JUMAT BERSIH DAN NILAI EDUKASI
30 January 2026 | Benyamin Marotno, S.Pd
Jumat, 30 Januari 2026, Pagi membuka harapanya dengan cahaya yang sederhana mengajak hari untuk dimulai tanpa menjanjikan sempurna hanya kesempatan untuk berjalan. Dihalaman sekolah SD YPPK Gembala Baik dengan riuhnya membawa langkah dan ditemani canda ria diantara para BESTI.
Pagi ini datang dengan rencana kegiatan yang berbeda. Biasanya semua warga sekolah berbaris rapi di halaman sekolah. Setiap kelas tahu tempat mereka berdiri. Mereka tahu bahwa setiap orang berdiri dengan jarak terlepas satu rentangan tangan teman sebelahnya. Selanjutnya, dengan mikrofon di tangan bapak/ibu guru yang memberikan arahan mengumkan jenis senam yang akan dilaksanakan. Umumnya, hari Jumat karena telah identik dengan Pramuka, maka senam yang dilaksanakan adalah senam pramuka. Namun, kegiatan ini rupanya harus diurungkan untuk pagi ini. Jelang ahir bulsn jsnusri 2026, keluarga besar SD YPPK Gembala Baik Abepura melaksanakan jumat bersih bersama. Semuanya berarak ke tempat kerja masing-masing setelah mendapat arahan. Semuanya bekerja sambil ditemani cerita dengan para besti tadi, sesekali mendapat teriakan dari teman karena mungkin lamban, diteriaki karena berdiri (pada hal baru saja mau istirahat), bahkan ada yang diteriaki karena terlihat mondar-mandir jalan seperti orang sibuk (karena memang tugasnya adalah membawa sampah ke tempat sampah). Tiga puluh menit pagi ini, sungguh -sungguh mengurung baik para peserta didik, bapak dan ibu guru, hingga para tenaga pendidik dalam konsentrasi akan kerja. Setiap orang sibuk dengan pekerjaannya, mulai dari menyampu kelas, taman, membersihkan kaca jendela, cabut rumput, hingga mengumpulkan dan membuang sampah. Semuanya sibuk, termasuk saya sendiri ( sibuk dengan foto ) .

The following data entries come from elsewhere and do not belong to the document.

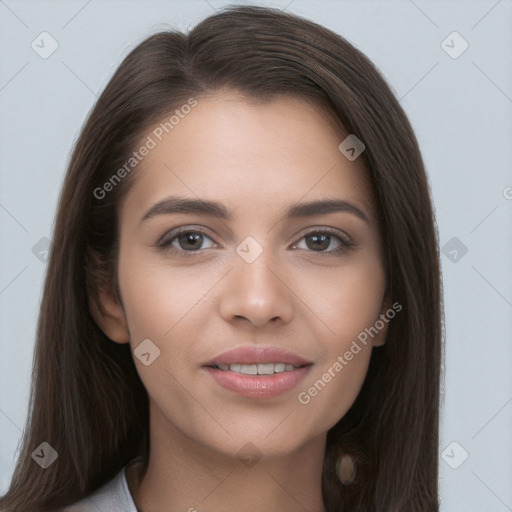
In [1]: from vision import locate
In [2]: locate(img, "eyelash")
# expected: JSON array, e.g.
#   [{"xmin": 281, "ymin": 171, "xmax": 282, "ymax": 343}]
[{"xmin": 156, "ymin": 228, "xmax": 355, "ymax": 257}]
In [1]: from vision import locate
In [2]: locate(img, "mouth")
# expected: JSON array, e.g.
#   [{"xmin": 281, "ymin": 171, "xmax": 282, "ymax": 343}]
[
  {"xmin": 208, "ymin": 363, "xmax": 309, "ymax": 375},
  {"xmin": 203, "ymin": 346, "xmax": 313, "ymax": 398}
]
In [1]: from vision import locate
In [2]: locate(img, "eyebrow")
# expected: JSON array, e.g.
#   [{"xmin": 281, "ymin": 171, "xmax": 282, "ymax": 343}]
[{"xmin": 141, "ymin": 196, "xmax": 370, "ymax": 224}]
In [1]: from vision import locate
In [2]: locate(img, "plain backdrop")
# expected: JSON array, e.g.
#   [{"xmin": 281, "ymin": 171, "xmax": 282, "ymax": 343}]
[{"xmin": 0, "ymin": 0, "xmax": 512, "ymax": 512}]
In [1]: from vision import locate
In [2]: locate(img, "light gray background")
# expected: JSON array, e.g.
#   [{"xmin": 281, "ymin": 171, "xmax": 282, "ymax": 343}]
[{"xmin": 0, "ymin": 0, "xmax": 512, "ymax": 512}]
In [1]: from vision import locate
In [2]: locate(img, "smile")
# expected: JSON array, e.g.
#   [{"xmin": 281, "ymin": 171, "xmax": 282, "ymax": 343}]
[{"xmin": 212, "ymin": 363, "xmax": 298, "ymax": 375}]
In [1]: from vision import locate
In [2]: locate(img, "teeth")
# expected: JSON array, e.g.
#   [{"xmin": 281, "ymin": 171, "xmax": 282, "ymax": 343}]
[{"xmin": 213, "ymin": 363, "xmax": 296, "ymax": 375}]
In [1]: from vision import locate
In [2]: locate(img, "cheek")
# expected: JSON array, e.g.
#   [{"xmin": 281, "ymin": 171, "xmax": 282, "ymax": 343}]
[{"xmin": 119, "ymin": 249, "xmax": 218, "ymax": 342}]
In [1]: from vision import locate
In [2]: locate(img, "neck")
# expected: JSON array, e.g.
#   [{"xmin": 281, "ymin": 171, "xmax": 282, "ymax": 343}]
[{"xmin": 127, "ymin": 406, "xmax": 326, "ymax": 512}]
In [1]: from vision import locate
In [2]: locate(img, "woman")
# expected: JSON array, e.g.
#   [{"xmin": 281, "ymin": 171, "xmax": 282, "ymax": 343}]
[{"xmin": 0, "ymin": 7, "xmax": 442, "ymax": 512}]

Namun, di balik kesibukan ini tersirat satu nilai edukasi yang penting bagi pertumbuhan dan perkembangan kepribadian peserta didik. Secara momen, mungkin terkesan dilatarbelakangi oleh kesan program Adiwiyata Sekolah. Namun, secara nilai, momen ini sekaligus memberikan kesempatan bagi para peserta didik untuk belajar bahwa, ilmu tidak hanya datang dari sebuah buku yang tumpuk dan pena, tetapi lebih dari itu datang dari kerendahan hati untuk mau berguru dan berpengalaman dalam kehidupan sosial. Ilmu dapat diperoleh ketika tangan mau memegang sapu membersihkan halaman; ilmu pun dapat diperoleh ketika mau berjongkok dan mencabut rumput bersama bapak dan ibu guru di halaman sekolah, di pinggir jalan kompleks sekolah; ilmu juga dapat diperoleh ketika mau mendengarkan arahan bapak/ibu guru tentang cara memegang kain lap . cara menyabut rumput dan membersihkan kaca jendela tanpa harus mendapat luka. Lebih jauh, kesempatan pagi ini sekaligus mengajarkan bahwa untuk menjadi seorang yang berkualitas tidak cukup hanya dengan berpengetahuan, tetapi lebih dari itu harus dilengkapi dengan aksi nyata. Kata dan perbuatan, adalah 2 realitas yang harusnya seiring dan sejalan. Karena pendidikan, tidak hanya menghasilkan pribadi yang hanya pintar berteori atau pun berbuat secara βmembeoβ, tetapi lebih dari itu pribadi yang mampu berteori dan menghayati dalam kehidupan nyata harian.
Ayo putra-putri hebat, jangan takut untuk belajar kerja. Kalian tetaplah generasi kebanggan, meski terkadang harus menyapu, mencabut rumput di halaman, dan membersihkan kaca jendela kelas dan lain β lain.